Sobre a gestão do dossier recursos minerais, a nova titular do pelouro refere que o seu trabalho irá cingir-se no discurso presidencial que consiste em fazer com que os recursos beneficiem aos moçambicanos. “Com o apoio dos meus colaboradores e assessores, irei procurar perceber todos os dossiers a fim de dar um encaminhamento apropriado”, frisou.

Quanto aos questionamentos em torno da sua nomeação, a nova ministra recusou tecer comentários alegando que está preocupada com a missão que lhe foi confiada pelo Chefe de Estado que é de garantir que os recursos minerais sejam geridos de forma racional e que beneficiem os moçambicanos.
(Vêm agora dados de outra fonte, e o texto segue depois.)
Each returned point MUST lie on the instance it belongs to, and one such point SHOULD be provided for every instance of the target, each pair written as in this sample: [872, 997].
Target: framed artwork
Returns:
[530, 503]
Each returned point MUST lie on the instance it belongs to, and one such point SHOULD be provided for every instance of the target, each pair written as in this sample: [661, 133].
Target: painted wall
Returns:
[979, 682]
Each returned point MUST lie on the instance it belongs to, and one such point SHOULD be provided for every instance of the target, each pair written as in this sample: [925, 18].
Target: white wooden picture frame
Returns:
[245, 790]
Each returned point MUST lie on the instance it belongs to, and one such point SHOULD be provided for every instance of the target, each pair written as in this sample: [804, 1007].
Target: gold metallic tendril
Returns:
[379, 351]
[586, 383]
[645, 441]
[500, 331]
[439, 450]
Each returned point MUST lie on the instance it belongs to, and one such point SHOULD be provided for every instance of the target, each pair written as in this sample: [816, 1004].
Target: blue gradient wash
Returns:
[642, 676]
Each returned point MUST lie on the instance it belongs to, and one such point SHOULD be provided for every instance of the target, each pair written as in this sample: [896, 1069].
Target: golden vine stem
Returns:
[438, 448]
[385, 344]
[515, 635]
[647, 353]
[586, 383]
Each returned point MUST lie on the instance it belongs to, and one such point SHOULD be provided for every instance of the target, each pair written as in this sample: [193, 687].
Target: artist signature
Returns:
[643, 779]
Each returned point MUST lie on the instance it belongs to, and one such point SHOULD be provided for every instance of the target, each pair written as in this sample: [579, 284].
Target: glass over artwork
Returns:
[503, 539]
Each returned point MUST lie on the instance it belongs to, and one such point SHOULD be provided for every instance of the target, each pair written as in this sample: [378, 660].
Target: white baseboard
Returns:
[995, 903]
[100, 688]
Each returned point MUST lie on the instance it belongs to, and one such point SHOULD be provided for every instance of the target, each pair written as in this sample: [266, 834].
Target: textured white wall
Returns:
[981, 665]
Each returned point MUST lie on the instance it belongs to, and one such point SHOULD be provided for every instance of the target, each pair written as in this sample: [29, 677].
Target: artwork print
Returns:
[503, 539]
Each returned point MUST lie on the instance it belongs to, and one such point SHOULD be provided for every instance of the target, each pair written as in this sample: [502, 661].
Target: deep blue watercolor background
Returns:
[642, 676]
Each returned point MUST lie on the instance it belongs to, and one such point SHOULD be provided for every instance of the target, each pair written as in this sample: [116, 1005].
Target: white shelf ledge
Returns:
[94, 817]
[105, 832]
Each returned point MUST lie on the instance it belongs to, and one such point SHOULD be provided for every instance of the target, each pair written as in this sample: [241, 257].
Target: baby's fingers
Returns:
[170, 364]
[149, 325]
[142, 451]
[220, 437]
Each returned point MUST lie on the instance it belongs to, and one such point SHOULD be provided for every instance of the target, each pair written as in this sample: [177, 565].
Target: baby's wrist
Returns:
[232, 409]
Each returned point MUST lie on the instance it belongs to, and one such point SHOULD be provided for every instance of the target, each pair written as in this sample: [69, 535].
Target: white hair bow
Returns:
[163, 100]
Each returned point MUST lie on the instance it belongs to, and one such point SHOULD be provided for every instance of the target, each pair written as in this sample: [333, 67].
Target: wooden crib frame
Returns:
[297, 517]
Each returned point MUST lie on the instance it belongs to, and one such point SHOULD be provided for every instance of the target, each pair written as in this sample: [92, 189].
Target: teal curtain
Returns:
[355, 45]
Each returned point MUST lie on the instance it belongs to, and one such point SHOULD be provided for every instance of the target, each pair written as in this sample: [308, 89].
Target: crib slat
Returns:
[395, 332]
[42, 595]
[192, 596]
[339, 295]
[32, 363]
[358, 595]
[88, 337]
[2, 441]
Em relação ao sector da Energia, que também é um sector complexo, disse: “estou ciente de que um dos grandes objectivos do Governo é continuar com os programas de electrificação e, como ministra do pelouro, tudo farei no sentido de garantir que a energia de qualidade chegue a maior número possível moçambicanos, sobretudo nas zonas rurais, bem como nas entidades produtivas”, disse.